Despite the consensus about the importance of chemical speciation in controlling the bioavailability and ecotoxicity of trace elements, detailed speciation studies during laboratory ecotoxicity testing remain scarce, contributing to uncertainty when extrapolating laboratory findings to real field situations in risk assessment. We characterized the speciation and ecotoxicological effects of chromium (CrIII and CrVI ) in the International Organization for Standardization (ISO) medium for algal ecotoxicity testing. Total and dissolved (< 0.22 μm) Cr concentrations showed little variability in media spiked with CrVI , whereas dissolved Cr concentration decreased by as much as 80% over a 72-h time period in medium amended with CrIII . Analyses by ion chromatography inductively coupled plasma mass spectrometry (IC-ICP-MS) highlighted the absence of redox interconversion between CrIII or CrVI both in the presence and absence of algal cells (Raphidocelis subcapitata). Furthermore, the concentration of ionic CrIII dropped below detection limits in less than 2 h with the corresponding formation of carbonate complexes and Cr hydroxides. Precipitation of CrIII in the form of colloidal particles of variable diameters was confirmed by nanoparticle (NP) tracking analysis, single particle ICP-MS, and single particle counting.
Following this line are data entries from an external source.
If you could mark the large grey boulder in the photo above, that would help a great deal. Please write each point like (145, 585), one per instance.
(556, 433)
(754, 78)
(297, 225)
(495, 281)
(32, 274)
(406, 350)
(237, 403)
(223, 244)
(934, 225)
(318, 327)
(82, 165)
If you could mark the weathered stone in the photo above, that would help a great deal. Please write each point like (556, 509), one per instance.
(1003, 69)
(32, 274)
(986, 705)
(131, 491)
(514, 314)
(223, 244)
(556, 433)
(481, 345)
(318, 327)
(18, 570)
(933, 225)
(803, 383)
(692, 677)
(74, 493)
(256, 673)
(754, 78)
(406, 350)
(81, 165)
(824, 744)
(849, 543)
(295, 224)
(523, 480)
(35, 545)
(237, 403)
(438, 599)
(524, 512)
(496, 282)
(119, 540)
In terms of time-weighted dissolved (< 0.22 μm) Cr concentration, CrIII was 4 to 10 times more toxic than CrVI . However, CrIII ecotoxicity could arise from interactions between free ionic CrIII and algae at the beginning of the test, from the presence of Cr-bearing NPs, or from a combination of the 2. Future ecotoxicological studies must pay more attention to Cr speciation to reliably compare the ecotoxicity of CrIII and CrVI . Environ Toxicol Chem 2018;37:983-992.

Bioaccumulation and subcellular partitioning of Cr(III) and Cr(VI) in the freshwater green alga Chlamydomonas reinhardtii.

Chromium occurs in aquatic environments under two main redox forms, namely Cr(III) and Cr(VI), with different geochemical and biochemical properties. Cr(VI) readily crosses biological membranes of living organisms and once inside the cells it undergoes a rapid reduction to Cr(III). The route of entry for the latter form is, however, poorly known. Using the radioactive tracer 51Cr we compared the accumulation (absorption and adsorption) of the two Cr forms by the green unicellular alga Chlamydomonas reinhardii after 1h and 72h of exposure to 100nM of either Cr(III) or Cr(VI) at pH 7. Both Cr forms had similar accumulation, with a major part in the extracellular (adsorbed) fraction after 1h and a major part of total accumulated Cr in the intracellular (absorbed) fraction after 72h. We also investigated the intracellular partitioning of Cr using an operational fractionation scheme and found that both Cr forms had similar distributions among fractions: Cr was mostly associated with organelles (23±12% after 1h and 37±7% after 72h) and cytosolic heat-stable proteins and peptides (39±18% after 1h and 35±3% after 72h) fractions. Further investigations using a metallomic approach (SEC-ICP-MS) were performed with the heat-stable proteins and peptides fraction to compare the distribution of the two Cr forms among various biomolecules of this fraction. One Cr-binding biomolecule (∼28kDa) appeared after 1h of exposure for both Cr species. After 72h another biomolecule of lower molecular weight (∼0.7kDa) was involved in binding Cr and higher signal intensities were observed for Cr(VI) than for Cr(III). We show, for the first time, that both Cr(III) and Cr(VI) have similar fate within algal cells, supporting the tenet that a unique redox form occurs within cells.